Bio-based materials already create great benefits to customers as well as climate benefits. However, there is great development potential through increased substitution and new solutions, not least in large volume areas such as packaging, textiles and composites. The new materials and products that are being developed have to be functional, recyclable and they must have a conscious environmental impact throughout the whole life cycle.

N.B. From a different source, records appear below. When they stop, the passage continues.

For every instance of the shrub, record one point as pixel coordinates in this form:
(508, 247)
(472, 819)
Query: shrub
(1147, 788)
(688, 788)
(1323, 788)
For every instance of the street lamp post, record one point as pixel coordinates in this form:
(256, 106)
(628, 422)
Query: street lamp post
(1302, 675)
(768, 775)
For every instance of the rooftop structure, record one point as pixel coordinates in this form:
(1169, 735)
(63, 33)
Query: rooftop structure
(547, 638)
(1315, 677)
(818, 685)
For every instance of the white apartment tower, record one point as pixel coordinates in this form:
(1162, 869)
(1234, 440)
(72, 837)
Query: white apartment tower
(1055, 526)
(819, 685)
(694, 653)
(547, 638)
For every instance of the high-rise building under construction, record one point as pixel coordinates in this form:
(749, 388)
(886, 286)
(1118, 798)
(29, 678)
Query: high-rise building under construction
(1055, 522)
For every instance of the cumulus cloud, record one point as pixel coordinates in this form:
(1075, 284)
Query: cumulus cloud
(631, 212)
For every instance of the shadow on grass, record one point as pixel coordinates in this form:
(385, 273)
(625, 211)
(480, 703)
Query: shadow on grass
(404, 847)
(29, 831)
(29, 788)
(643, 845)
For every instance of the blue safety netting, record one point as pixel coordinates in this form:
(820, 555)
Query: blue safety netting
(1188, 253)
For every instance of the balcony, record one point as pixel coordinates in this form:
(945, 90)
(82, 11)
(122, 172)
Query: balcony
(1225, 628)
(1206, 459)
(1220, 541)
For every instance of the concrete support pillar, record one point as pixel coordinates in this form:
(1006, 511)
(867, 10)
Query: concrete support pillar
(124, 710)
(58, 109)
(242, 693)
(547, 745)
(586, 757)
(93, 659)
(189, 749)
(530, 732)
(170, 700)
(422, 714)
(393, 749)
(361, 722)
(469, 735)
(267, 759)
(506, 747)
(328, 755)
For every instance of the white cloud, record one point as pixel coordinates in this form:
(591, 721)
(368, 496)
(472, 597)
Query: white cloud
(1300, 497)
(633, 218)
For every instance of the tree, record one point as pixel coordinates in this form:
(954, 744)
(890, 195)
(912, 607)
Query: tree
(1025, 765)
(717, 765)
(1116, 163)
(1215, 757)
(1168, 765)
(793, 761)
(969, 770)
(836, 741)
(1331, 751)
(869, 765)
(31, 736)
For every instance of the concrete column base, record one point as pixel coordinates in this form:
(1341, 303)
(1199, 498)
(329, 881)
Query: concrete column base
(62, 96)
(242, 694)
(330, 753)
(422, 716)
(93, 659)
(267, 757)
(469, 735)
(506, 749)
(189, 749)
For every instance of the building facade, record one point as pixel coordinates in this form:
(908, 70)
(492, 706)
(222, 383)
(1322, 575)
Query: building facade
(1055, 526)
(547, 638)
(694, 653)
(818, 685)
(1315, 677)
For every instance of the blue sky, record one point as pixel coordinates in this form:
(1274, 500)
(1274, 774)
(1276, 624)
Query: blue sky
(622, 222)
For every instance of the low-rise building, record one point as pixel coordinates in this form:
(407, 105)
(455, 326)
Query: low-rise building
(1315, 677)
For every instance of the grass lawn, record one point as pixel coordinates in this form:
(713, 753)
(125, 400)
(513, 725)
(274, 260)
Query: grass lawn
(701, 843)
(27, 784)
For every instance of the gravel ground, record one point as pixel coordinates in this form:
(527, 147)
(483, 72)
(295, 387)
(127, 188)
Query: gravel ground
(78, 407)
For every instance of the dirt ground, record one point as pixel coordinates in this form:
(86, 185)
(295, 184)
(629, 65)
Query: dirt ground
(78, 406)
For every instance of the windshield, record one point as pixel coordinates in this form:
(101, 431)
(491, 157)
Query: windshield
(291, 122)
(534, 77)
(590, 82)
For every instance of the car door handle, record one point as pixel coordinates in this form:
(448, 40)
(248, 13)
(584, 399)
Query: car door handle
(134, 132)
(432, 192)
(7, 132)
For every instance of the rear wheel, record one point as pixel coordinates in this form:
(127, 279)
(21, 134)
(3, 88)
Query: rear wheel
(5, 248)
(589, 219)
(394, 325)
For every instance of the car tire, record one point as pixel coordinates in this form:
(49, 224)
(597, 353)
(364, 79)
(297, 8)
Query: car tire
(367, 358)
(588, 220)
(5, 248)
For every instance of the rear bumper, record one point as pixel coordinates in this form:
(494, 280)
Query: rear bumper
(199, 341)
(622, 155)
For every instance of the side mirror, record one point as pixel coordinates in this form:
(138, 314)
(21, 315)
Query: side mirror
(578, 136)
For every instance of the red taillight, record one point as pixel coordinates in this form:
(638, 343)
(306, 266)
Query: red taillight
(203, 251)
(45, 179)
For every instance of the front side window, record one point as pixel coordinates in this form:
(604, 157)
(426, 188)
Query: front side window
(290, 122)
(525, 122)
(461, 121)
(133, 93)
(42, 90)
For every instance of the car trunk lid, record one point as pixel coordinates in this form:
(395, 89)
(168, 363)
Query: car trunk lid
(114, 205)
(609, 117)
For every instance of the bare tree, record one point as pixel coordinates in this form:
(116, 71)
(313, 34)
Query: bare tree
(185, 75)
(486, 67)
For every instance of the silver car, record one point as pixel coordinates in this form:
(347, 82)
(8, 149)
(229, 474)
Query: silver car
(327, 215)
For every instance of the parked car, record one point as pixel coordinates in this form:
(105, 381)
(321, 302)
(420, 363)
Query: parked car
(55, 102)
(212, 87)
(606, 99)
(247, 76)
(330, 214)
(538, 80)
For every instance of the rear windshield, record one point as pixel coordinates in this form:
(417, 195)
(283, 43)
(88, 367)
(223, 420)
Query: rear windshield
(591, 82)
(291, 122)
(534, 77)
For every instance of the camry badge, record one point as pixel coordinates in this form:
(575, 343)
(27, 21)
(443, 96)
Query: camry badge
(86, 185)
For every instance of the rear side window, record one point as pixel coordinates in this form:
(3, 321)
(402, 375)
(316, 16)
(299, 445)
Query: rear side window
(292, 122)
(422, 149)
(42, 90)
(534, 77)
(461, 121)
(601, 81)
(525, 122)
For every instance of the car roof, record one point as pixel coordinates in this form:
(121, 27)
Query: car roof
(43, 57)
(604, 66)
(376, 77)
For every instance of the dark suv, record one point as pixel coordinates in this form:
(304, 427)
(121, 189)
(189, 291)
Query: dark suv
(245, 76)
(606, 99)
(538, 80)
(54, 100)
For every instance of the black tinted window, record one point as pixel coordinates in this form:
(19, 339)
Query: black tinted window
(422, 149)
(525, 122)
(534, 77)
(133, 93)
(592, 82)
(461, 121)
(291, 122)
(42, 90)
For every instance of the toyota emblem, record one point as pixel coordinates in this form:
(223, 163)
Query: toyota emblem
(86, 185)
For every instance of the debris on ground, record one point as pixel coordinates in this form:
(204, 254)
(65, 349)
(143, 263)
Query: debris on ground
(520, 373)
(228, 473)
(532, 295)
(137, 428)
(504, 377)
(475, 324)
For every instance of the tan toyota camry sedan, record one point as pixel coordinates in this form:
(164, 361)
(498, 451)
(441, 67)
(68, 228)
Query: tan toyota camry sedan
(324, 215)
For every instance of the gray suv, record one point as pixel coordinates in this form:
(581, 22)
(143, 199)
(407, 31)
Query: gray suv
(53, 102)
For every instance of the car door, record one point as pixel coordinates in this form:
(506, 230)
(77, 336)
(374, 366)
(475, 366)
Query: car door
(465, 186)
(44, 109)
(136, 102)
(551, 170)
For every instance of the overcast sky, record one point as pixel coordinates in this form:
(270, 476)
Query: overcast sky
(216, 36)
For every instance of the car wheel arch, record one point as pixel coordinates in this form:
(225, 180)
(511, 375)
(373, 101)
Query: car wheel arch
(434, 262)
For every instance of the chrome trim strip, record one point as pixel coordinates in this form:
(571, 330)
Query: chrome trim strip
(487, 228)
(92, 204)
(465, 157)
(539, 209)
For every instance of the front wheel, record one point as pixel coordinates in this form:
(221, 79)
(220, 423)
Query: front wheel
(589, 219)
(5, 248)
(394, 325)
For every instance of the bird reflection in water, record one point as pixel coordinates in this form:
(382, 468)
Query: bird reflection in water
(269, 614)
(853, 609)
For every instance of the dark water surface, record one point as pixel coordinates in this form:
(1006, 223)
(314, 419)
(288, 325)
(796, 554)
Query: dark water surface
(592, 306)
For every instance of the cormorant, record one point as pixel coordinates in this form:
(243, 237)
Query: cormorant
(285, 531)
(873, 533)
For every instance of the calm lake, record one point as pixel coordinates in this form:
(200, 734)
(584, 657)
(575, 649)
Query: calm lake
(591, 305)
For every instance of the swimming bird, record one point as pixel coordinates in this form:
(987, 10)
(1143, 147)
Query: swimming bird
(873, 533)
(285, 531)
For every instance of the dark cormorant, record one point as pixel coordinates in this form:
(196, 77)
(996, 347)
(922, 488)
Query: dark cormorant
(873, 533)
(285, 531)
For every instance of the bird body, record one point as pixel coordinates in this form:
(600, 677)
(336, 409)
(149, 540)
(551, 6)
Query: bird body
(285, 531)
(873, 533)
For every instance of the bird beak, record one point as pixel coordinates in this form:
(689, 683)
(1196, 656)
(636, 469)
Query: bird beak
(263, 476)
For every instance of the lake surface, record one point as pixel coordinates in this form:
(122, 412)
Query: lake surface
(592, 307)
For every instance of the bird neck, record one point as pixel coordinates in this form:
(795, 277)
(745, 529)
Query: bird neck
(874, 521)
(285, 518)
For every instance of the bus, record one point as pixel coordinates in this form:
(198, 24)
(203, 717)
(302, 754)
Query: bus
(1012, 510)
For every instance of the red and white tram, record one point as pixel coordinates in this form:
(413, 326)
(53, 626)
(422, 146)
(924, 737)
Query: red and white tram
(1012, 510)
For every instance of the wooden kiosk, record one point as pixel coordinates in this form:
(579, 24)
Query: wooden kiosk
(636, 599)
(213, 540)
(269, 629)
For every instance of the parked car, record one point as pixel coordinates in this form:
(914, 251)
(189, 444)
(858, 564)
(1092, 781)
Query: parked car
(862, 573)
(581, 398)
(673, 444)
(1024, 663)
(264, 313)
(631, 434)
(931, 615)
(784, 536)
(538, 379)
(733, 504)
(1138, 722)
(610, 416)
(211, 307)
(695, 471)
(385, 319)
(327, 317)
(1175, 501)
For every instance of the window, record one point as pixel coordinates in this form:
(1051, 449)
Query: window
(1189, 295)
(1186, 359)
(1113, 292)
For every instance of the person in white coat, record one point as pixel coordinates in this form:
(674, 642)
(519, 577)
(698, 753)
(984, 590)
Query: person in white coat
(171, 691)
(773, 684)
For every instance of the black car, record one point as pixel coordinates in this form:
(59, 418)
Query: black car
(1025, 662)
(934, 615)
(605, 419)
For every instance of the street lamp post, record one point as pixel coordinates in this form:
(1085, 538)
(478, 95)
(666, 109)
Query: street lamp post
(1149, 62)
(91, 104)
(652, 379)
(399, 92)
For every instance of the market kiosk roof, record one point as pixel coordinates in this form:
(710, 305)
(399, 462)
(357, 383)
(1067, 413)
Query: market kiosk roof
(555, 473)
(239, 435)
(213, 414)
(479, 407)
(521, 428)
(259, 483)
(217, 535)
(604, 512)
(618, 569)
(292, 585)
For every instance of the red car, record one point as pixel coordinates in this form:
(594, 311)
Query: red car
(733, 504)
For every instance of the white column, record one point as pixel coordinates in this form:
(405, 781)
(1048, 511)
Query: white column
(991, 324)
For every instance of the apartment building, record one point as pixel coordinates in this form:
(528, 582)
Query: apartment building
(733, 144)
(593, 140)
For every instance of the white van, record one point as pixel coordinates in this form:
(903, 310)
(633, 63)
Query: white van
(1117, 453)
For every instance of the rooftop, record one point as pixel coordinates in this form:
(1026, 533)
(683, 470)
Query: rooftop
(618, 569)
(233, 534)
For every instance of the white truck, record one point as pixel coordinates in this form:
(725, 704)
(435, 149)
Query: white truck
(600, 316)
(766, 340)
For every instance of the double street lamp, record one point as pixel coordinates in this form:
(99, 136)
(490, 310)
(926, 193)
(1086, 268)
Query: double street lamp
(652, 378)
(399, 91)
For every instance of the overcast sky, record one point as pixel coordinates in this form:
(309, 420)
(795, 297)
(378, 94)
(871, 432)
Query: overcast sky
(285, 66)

Trade in goods is increasing at a furious pace all over the world, creating a growing demand for packaging in which those goods can be delivered. In many ways, packaging is a key part of the value chain for both consumer products and industrial products. How the goods are delivered is of great importance for the product as a whole, both in terms of sustainability and resource efficiency, but also from a marketing perspective. One challenge will be designing the packaging materials and packaging solutions of the future, in order to offer the right functionality in combination with good climate and environmental performance.
Plastic packaging is often criticized due to being seen as one of the major sources of littering in nature. Today, around 40 percent of all plastic used in the world goes to packaging. There are many advantages to plastic materials – the price, its barrier properties and moldability – however, they are made from non-renewable raw materials, they release carbon dioxide during combustion and they have a long degradation time in nature.
From this starting point, there is broad agreement in society about reducing the use of fossil-based plastic. One clear example is the new EU legislation that, among other things, increases demands for reductions in the use of so-called single-use plastics. Recently, the EU also supplemented the directives on packaging and packaging waste with a legislative proposal emphasizing further reduction of landfill, and the need for material recycling.
This creates new incentives both for trade operators, and for producers of packaging and packaging materials. One example is the food retailer ICA, which aims to have packaging in stores made only from bio-based or recycled raw materials, by 2030. Taking this kind of stance focuses attention on fibre based and recyclable materials and new combinations of materials, among other things. In turn, this increases the momentum of manufacturers of plastic raw materials to replace fossil building blocks with renewable ones. Going forward, development is about getting the right material, in the right place for the desired function, and to do this in a resource-efficient way that enables efficient recycling.
Global demand for textile fibres is increasing rapidly, and by 2050 consumption is expected to have tripled. This poses a major societal challenge as the textile and fashion industry is one of the world’s most resource-intensive industries. It has great environmental impact in every part of the value chain – from fibre production, manufacturing and processing of materials and products, to transport. In addition to this, material recycling of textiles is also one possible step in the process, but this is almost non-existent today.
At the same time, there is a significant awareness among brand owners, producers and consumers. For many, the conversion work has already begun. More resource-efficient and environmentally friendly manufacturing processes, new fibres and textile concepts, new business models, designs and systems for a circular economy are needed, in order to actually reach the global sustainability goals by 2030.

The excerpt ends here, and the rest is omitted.